Would a smaller fix achieve the same result? If so, can you add a test that demonstrates where the logic you've added for illegal types matters.

  1. Michael, I don't think this is a good idea. Actually, all these changes are required for cost model fix. I removed all optimizations from the patch, now it is a pure bug fix.
  2. Yes, the patch may reduce the cost of vector operations, but also it reduces the cost of scalar operations because of use of ScalarTy instead of VectorTy.

Currently, this kind of reduction is also allowed. The vector cost of this operation is 17, but the scalar cost is 16 (because of using of VectorTy). With this patch, the vector cost is 11, but the scalar cost will be 7, so the difference even better than in the original code.

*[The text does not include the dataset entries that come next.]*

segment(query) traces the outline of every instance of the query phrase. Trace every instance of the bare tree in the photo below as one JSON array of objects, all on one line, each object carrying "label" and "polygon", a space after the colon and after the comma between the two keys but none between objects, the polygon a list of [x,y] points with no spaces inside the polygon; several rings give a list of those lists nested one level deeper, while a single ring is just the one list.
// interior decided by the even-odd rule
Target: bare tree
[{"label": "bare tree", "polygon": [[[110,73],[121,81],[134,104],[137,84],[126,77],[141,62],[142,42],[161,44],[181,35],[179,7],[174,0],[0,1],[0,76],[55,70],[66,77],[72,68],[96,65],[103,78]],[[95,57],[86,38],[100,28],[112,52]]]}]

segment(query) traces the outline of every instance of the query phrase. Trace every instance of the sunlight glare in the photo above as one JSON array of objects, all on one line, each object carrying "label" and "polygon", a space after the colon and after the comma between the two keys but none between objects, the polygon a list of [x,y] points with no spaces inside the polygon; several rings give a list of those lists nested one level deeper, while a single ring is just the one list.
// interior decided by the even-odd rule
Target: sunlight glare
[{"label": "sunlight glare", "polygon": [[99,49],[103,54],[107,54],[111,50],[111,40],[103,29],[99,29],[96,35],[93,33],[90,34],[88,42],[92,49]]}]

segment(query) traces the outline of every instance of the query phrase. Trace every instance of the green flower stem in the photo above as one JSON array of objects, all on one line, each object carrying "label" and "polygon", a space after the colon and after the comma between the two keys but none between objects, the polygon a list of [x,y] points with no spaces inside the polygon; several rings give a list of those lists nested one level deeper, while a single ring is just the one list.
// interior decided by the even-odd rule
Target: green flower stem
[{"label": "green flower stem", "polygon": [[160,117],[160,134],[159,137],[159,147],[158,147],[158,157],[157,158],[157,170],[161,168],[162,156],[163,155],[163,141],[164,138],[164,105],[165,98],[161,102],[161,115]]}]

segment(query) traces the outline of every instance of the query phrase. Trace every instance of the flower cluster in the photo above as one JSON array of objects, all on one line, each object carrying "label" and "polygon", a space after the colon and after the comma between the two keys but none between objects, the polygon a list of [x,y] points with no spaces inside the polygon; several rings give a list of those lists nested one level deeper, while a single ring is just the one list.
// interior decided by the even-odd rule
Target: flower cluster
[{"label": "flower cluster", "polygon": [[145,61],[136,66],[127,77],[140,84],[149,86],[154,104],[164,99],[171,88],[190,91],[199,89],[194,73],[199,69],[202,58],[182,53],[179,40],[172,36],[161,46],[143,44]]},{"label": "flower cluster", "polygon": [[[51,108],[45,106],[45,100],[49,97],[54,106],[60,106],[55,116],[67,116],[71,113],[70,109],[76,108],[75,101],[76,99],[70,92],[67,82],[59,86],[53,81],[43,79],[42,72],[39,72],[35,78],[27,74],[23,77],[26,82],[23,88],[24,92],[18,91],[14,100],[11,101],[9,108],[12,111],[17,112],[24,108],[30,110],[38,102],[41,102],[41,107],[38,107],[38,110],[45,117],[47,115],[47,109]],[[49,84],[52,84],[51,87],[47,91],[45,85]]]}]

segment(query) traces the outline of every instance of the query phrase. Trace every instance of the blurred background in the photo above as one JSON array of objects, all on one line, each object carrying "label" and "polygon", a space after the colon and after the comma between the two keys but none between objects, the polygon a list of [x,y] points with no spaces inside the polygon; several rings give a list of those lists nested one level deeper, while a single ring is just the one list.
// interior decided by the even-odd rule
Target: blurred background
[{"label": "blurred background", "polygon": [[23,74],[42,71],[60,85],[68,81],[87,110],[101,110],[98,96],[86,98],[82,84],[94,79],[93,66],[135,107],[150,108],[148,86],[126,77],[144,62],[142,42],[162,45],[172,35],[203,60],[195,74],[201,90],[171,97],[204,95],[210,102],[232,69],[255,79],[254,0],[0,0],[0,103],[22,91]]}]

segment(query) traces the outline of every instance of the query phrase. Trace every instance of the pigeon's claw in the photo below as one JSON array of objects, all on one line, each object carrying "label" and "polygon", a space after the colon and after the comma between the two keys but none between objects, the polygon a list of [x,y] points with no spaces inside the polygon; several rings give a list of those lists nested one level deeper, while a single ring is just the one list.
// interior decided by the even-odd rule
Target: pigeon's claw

mkuper accepted this revision.Nov 30 2016, 10:09 AM
mkuper edited edge metadata.

Ok, now I see, in this case it doesn't make sense to separate the two.
(Sorry for the response time, I was on vacation)

LGTM, except that I would still like to see a test for the scalar cost as part of the final patch you commit. Having the test to begin with (showing 17 -> 11 and 16 -> 7 together) would have saved us some miscommunication.

This revision is now accepted and ready to land.Nov 30 2016, 10:09 AM
This revision was automatically updated to reflect the committed changes.